Can ‘The Claw’ save your putting stroke? Here are examples you can copy
The “claw grip” was once a borderline blasphemous phrase in the golf world, a desperate hold for poor souls searching for something—anything—to help them survive on the greens. Look around the PGA Tour now, however, and the story couldn’t be more different. It’s safe to say that the putting style has made its way into the mainstream.
Mark O’Meara, Chris DiMarco and Mark Calcavecchia were the earliest pioneers of the method, but the style really gained steam in 2011, after Sergio García jumped from 131st in Strokes Gained Putting to 26th, and then to 10th in his first two full seasons following the switch. Phil Mickelson employed the method, as did Justin Rose during his ascent to World No. 1. Webb Simpson won the 2018 Players Championship using the claw grip and arm-lock method, while the claw helped 2018 Ryder Cup hero Tommy Fleetwood vault up the OWGR.
How does the claw work?
It’s pretty simple. Golfers place their lead hand on the club at the top of the grip in a conventional style, then cock their trail hand so it sits open, with the grip running between the thumb and the index finger. By placing your right hand in this contorted, slightly awkward position, it effectively neutralizes that hand’s ability to manipulate the putterhead. The grip is ideal for golfers who tend to pull their putts due to too much right-hand action in their stroke. With the right hand in what GOLF Hall-of-Fame teacher Dave Pelz calls a “passive” position, it adds stability without any excess manipulation of the putterhead.
“The claw was something that I just felt more comfortable with for some reason,” says Justin Rose. “It took a lot of nitpicking away from my stroke. It’s allowed me to focus on other aspects of putting.”
Rose uses a more traditional version of the claw (if there is such a thing), in which the trail hand rests on the front of the grip. But there are lots of different variations. Tommy Fleetwood’s “pencil” approach involves resting the trail-hand index finger along the right side of the grip, which helps push the putterhead down the line.
“It got rid of a lot of the putterface rotation I was struggling with,” admits Fleetwood.
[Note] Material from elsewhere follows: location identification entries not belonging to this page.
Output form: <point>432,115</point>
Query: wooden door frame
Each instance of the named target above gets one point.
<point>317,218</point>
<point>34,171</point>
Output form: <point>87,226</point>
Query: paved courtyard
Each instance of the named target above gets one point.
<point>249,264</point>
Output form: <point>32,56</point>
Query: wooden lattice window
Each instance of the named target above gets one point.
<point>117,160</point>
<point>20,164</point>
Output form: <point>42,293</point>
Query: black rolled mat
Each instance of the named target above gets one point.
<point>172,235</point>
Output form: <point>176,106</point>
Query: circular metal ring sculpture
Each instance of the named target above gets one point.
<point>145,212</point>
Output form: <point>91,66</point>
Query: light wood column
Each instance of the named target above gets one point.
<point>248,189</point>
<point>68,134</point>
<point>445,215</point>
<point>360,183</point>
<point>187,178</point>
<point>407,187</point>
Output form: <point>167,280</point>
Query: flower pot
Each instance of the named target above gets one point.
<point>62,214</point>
But it’s Ollie Schniederjans who boasts the most unique variation. The Georgia Tech product keeps his right hand in a bunched position, gripping the club using only the fingertips of his right hand to keep his grip pressure light. “On short putts, my grip pressure is probably a 1 out of 10,” Schniederjans says. “I used to think about my putting a lot. Now, it’s not an issue at all.”